The installation prefix environment variable is set to PREFIX=/usr/local by default.
The library source path for pkg-config is set to $PREFIX/lib/pkg-config by default.
You can change that by setting the PKG_CONFIG_PATH environment variable.

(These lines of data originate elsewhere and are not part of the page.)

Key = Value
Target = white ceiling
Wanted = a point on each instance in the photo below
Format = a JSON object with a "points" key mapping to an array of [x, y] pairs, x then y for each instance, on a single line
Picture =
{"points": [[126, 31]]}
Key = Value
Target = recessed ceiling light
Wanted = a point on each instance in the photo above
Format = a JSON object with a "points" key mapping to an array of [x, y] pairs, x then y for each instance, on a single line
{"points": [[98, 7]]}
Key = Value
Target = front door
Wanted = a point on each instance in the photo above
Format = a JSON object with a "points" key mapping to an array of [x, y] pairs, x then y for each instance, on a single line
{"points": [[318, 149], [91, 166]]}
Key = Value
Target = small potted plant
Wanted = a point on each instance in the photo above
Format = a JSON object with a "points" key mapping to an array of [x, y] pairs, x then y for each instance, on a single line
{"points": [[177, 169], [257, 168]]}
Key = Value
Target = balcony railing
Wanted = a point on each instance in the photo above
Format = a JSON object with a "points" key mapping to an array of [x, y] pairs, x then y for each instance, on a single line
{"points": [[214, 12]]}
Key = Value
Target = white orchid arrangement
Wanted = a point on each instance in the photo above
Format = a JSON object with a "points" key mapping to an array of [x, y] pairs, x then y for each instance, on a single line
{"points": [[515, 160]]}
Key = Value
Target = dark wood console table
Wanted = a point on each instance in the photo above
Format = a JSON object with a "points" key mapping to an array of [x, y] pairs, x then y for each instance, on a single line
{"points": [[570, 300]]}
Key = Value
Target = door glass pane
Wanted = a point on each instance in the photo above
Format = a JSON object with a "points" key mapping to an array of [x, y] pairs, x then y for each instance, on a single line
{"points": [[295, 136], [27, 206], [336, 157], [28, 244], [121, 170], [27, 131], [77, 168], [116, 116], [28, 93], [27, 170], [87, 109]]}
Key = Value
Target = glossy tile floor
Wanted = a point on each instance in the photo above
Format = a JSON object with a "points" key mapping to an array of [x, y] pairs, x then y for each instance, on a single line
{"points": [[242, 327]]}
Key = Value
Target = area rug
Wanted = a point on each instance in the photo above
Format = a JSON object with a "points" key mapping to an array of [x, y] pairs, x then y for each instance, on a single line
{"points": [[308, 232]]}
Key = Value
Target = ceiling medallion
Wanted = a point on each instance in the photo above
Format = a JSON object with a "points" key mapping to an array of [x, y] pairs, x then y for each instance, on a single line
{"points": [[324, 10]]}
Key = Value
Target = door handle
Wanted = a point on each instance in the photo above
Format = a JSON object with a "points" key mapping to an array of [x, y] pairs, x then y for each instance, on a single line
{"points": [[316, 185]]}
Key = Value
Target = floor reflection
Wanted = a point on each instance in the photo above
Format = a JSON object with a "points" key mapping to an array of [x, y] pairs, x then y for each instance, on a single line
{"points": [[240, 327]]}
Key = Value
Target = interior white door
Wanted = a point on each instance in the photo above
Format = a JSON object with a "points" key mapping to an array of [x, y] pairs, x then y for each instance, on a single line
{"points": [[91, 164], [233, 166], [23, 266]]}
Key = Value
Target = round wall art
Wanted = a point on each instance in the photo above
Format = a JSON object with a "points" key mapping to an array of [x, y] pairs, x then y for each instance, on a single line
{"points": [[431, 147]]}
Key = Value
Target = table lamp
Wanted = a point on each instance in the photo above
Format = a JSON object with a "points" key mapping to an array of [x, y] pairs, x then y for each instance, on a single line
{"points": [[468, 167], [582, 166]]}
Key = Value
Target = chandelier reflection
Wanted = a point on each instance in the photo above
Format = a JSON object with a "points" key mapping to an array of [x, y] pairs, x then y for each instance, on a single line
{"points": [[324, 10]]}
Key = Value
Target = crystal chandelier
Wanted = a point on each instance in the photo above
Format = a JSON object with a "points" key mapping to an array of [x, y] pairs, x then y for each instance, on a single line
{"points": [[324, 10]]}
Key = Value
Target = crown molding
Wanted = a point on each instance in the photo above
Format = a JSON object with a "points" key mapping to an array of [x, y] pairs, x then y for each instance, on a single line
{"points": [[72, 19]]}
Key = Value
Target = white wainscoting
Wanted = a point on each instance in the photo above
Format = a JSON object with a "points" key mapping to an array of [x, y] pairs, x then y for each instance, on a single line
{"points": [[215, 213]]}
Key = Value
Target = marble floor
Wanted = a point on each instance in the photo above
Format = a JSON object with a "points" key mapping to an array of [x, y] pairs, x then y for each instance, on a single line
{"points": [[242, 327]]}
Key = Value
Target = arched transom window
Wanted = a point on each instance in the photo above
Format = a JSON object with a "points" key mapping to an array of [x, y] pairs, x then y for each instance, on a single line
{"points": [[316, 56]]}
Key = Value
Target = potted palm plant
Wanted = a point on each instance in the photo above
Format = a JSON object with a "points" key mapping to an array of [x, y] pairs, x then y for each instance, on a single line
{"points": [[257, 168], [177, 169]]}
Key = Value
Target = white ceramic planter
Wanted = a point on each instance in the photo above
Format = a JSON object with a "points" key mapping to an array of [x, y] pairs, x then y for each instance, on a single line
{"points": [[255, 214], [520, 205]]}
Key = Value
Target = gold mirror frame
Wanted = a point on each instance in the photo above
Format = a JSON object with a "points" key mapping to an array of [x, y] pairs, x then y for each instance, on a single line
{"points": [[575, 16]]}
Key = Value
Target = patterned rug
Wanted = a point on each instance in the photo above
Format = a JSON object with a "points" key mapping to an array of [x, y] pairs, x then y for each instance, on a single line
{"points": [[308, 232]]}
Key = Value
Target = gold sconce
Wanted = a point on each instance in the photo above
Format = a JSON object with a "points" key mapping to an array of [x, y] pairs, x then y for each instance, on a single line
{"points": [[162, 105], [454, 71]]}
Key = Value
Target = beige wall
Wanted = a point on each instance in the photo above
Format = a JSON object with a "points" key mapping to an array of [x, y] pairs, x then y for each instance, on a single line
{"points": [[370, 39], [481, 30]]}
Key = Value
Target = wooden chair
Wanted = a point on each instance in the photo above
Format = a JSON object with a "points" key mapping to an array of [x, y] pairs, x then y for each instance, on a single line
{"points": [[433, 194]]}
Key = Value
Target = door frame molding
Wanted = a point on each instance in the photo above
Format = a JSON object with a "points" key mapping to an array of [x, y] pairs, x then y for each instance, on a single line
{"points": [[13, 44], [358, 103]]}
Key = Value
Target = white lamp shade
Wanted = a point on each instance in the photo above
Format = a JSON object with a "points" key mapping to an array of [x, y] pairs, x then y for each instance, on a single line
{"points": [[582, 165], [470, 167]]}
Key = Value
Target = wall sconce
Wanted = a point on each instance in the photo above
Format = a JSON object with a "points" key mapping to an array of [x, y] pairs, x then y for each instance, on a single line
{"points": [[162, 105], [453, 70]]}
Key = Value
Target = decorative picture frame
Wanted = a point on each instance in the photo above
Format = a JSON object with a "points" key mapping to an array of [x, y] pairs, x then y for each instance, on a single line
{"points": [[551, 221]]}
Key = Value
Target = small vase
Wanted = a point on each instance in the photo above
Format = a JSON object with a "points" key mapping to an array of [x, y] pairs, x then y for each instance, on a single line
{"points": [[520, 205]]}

E.g to install binaries in /opt/bin but use liblxc from /usr/lib:

PREFIX=/opt PKG_CONFIG_PATH=/usr/lib/pkgconfig make install

Keep in mind that you have to change the INSTALL_PREFIX in the crio install script below.

conmon

git clone https://github.com/containers/conmon.git
cd conmon 
git reset --hard v2.0.2
make clean
make install

cri-o

#!/bin/sh
git clone https://github.com/cri-o/cri-o.git
cd cri-o
git reset --hard origin/release-1.19
make install

PREFIX=/usr/local
CRIO_LXC_ROOT=/run/crio-lxc

# environment for `crio config`
export CONTAINER_CONMON=${PREFIX}/bin/conmon
export CONTAINER_PINNS_PATH=${PREFIX}/bin/pinns
export CONTAINER_DEFAULT_RUNTIME=crio-lxc
export CONTAINER_RUNTIMES=crio-lxc:${PREFIX}/bin/crio-lxc:$CRIO_LXC_ROOT

crio config > /etc/crio/crio.conf

cgroupv2 ebpf

Modify systemd service file to run with full privileges.
This is required for the runtime to set cgroupv2 device controller eBPF.
See cri-o/cri-o#4272

sed -i 's/ExecStart=\//ExecStart=+\//' /usr/local/lib/systemd/system/crio.service
systemctl daemon-reload
systemctl start crio

storage configuration

If you're using overlay as storage driver cri-o may complain that it is not using native diff mode.
Update /etc/containers/storage.conf to fix this.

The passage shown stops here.